LidarPhone ... attack exploits smart vacuum cleaners |
Researchers have launched a new attack called LidarPhone that can sneak into a homeowner's conversation with a smart vacuum cleaner.
Smart vacuums that use smart sensors to work independently have attracted a lot of attention in recent years.
The LidarPhone attack specifically targets vacuum cleaners with LiDAR sensors.
The LiDAR system enables light detection and distance determination and is a remote sensing method that uses light in the form of a pulsed laser to measure the distance to nearby objects.
This technology helps the smart vacuum cleaner to bypass obstacles on the floor while cleaning.
The attack appears complex, as the attacker must penetrate the device itself and the attacker must connect to the victim's local network in order to initiate the attack.
A team of researchers from the University of Maryland and the National University of Singapore said: `` We are developing a system that allows LiDAR sensors to be reused to detect audio signals in the environment, capture data from the cloud, and process key signals to provide information.
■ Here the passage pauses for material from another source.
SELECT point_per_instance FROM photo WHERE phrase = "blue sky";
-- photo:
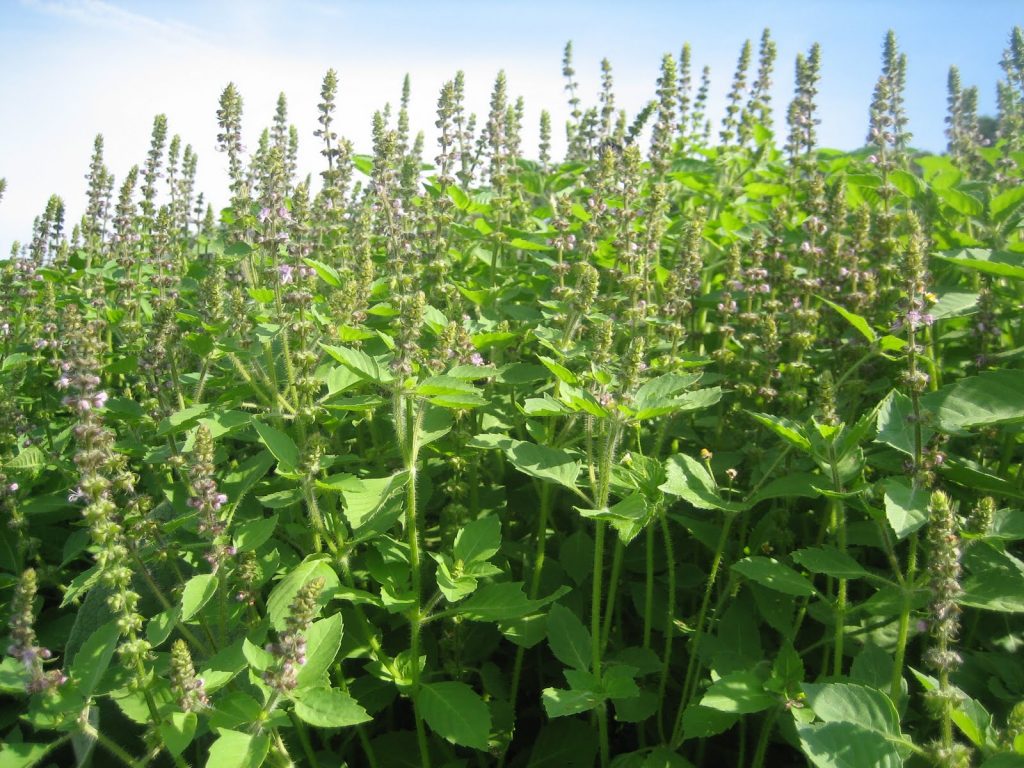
(76, 68)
Extract. We call it the LidarPhone Surveillance System.
The basic idea of the attack is to remotely access the LiDAR readings from the smart vacuum cleaner and the integrated audio signal analysis.
This allows attackers to eavesdrop on private conversations that may reveal credit card details or provide criminal information that could be blackmailed, the researchers said.
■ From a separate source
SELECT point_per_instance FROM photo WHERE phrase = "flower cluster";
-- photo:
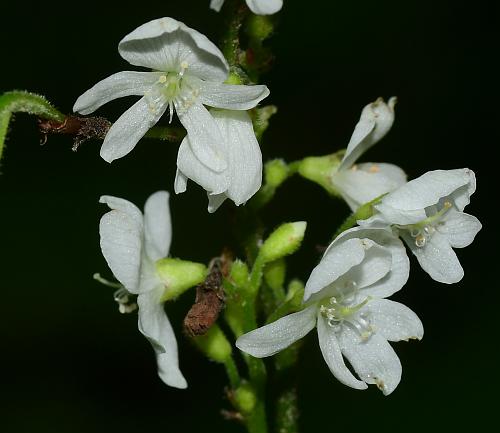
(346, 295)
The researchers were able to combine the LidarPhone attack with the Xiaomi Roborock smart vacuum cleaner as proof of concept.
The researchers said: The average accuracy of LidarPhone attacks on number ratings is 91% and the average accuracy of music ratings is 90%.
Researchers can detect various noises in the home, such as: the sound of moving cloth, the sound of garbage cans, and the sound of various musical acts on popular TV news channels.
Different conditions can reduce the impact of the attack: the distance from the vacuum cleaner and the difference in the noise levels will affect the overall effect, and the background noise level and lighting conditions will also affect the attack.
This attack reminds us that the popularity of smart sensors in our homes has opened the door to many attacks.